Histories have documented the occurrence of mass delusions—which also leads us to question our collective intuition. Close to the origins of humankind is a fascination with the unknown and the unverifiable, with the early cultivation of spiritual life and religion proving as a testament to this. What is apocryphal and what should believe in? Even to the present day, as technology and science become evermore complicated, we are asked to distinguish between proven fact and educated speculation.

In the age of a seemingly omniscient internet, an impersonal cloud-mind (with which—despite attempts to humanize Siri and “her” ilk—no one can yet lay claim outside of fiction to a convincing reciprocal emotional relationship), when the object of our confided ignorance is no longer a person but a thing, when our subjective sense of self is no longer limned by the encounter with another, what happens to our ability to distinguish internal from external knowledge? Are we led to an illusory sense of our own knowledge?

Is the immediate, distributive information of the internet changing the way our brains work, possibly holding the promise of transcending the limitations of individual knowledge? If so, does the virtue of its collective knowledge lead us further to question the very value of our individuality? Or are we heedlessly (or ineluctably) heading toward a human-machine collective heretofore only within the purview of science fiction?

There is great excitement in the scientific community about the prospect of forming a transitive partnership with a seemingly unlimited source of knowledge. Where, however, is the place of wisdom? Does more information, more knowledge, inevitably lead to superior opinions, decision-making, and moral understanding? Is collective knowledge always less susceptible to the pretense of knowledge that individual thinking is?

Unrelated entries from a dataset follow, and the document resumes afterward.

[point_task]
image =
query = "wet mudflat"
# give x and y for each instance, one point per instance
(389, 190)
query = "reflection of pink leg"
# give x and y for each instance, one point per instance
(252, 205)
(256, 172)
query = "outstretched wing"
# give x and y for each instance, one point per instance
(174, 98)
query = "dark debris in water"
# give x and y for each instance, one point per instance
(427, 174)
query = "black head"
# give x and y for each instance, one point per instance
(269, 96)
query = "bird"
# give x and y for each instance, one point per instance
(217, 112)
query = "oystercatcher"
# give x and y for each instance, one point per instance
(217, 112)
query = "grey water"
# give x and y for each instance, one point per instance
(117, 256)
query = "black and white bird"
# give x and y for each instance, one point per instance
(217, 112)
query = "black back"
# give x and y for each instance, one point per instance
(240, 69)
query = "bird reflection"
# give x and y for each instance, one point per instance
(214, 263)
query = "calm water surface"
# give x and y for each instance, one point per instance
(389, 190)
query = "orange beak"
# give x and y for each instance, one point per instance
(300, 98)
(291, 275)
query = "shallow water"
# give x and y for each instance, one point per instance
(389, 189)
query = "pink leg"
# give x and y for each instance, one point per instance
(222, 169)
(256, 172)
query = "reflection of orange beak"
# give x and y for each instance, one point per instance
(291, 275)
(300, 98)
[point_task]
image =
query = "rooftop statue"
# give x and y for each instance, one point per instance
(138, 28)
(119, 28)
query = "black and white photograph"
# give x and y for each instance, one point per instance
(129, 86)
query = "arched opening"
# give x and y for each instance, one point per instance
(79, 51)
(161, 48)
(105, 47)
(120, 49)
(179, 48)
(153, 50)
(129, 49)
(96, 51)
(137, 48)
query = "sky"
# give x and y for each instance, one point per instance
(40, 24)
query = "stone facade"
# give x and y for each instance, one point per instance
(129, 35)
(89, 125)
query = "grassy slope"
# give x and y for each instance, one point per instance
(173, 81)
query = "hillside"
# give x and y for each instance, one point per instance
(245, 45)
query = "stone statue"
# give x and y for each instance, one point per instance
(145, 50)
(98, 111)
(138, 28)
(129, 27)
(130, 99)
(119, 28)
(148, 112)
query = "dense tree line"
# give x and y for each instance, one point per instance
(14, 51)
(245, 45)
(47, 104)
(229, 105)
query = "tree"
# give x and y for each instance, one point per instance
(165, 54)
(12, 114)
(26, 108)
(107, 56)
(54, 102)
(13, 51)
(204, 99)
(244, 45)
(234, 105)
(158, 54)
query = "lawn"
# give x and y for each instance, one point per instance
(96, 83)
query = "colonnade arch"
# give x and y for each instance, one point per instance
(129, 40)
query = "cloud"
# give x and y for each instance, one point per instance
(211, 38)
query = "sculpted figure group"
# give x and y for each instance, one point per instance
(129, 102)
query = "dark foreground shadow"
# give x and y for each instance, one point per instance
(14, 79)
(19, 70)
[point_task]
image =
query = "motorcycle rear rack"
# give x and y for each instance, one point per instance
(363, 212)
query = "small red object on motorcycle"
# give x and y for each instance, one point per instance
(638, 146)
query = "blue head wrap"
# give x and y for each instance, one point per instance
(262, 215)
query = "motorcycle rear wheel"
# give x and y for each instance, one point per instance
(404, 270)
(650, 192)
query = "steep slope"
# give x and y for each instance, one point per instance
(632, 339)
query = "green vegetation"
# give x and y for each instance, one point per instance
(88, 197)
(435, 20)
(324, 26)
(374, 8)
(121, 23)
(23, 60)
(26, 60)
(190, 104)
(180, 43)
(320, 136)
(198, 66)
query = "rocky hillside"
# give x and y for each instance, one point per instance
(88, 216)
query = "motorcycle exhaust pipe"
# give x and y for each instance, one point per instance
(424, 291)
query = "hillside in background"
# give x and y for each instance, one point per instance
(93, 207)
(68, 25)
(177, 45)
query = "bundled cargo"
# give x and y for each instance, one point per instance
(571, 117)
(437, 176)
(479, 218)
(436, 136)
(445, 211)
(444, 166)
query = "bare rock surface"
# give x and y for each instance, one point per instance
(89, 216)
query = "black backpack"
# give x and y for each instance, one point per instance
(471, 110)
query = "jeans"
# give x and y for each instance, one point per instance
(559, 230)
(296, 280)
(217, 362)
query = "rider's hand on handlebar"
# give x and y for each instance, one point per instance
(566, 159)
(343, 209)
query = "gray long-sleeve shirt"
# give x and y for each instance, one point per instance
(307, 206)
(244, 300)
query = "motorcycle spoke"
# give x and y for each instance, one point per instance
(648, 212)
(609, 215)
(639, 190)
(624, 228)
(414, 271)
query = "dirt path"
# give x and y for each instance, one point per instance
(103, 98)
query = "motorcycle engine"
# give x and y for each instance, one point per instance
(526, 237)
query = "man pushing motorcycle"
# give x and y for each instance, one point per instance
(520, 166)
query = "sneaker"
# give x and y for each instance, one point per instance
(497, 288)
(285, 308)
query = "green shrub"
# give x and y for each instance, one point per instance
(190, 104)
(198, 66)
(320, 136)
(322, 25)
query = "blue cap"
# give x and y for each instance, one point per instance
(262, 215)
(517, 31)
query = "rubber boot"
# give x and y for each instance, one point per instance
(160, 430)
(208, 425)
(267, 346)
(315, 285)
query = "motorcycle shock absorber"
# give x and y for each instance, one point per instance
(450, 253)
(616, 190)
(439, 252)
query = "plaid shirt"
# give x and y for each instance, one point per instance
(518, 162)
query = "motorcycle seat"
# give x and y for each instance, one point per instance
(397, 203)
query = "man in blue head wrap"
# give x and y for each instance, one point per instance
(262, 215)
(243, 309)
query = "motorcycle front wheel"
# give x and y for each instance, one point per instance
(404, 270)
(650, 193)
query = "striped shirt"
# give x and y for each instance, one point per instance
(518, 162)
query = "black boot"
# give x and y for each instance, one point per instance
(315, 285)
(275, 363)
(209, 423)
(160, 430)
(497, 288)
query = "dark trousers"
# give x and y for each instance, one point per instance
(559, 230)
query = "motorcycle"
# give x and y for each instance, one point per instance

The history of human advancement would suggest otherwise, replete as it is with counterexamples to the superiority of collective knowledge over individual reasoning

Participants:

Paul Boghossian

Silver Professor of Philosophy, NYU
Director, Global Institute for Advanced Study, NYU

Paul Artin Boghossian is Silver Professor of Philosophy at NYU and Director of its Global Institute for Advanced Study.  He earned a PhD in Philosophy from Princeton University and a B.Sc. in Physics from Trent University. Elected to the American Academy of Arts and Sciences in 2012, his research interests are primarily in epistemology, the philosophy… read more »

Daniel Kahneman

Professor Emeritus, Princeton University

Daniel Kahneman is Professor Emeritus of Psychology and Public Affairs at Princeton., He is best known for his joint research with Amos Tversky on human judgment and decision making. Tversky did in 1996. Kahneman was awarded the Nobel Prize in Economics in 2002 and the Presidential Medal of Freedom in 2013. He is the author… read more »

Eric Kandel

University Professor, Columbia University

Eric R. Kandel, M.D., is University Professor at Columbia; Kavli Professor and Director, Kavli Institute for Brain Science; Co-Director, Mortimer B. Zuckerman Mind Brain Behavior Institute; and an Investigator at the Howard Hughes Medical Institute. A graduate of Harvard College and N.Y.U. School of Medicine, Kandel trained in Neurobiology at the NIH and in Psychiatry… read more »

Mark Mitton

Magician

Mark Mitton is a magician who is fascinated by using magic to better understand how we see the world. He performs magic and produces unique entertainment around the world, and explores the limits and potential of perception. Mark’s specialty is physical misdirection, or what some call “embodied cognition”. He regularly presents on ‘Perception & Deception’… read more »

Daphna Shohamy

Associate Professor of Psychology, Columbia University

Daphna Shohamy is an Associate Professor at Columbia University’s Mind, Brain Behavior Institute and Department of Psychology and a member of the Kavli Institute for Brain Science. Dr. Shohamy’s research combines brain imaging in healthy humans with studies of patients with brain disorders to understand how our expectations and experiences change the way memories are… read more »

Steven Sloman

Professor of Cognitive, Linguistic and Psychological Sciences, Brown University

Steven Sloman is a Professor of Cognitive, Linguistic, and Psychological Sciences at Brown University where he has worked since 1992. He did his PhD in Psychology at Stanford University from 1986-1990 and then did post-doctoral research for two years at the University of Michigan. He is currently Editor-in-Chief of the journal Cognition. Steven is a… read more »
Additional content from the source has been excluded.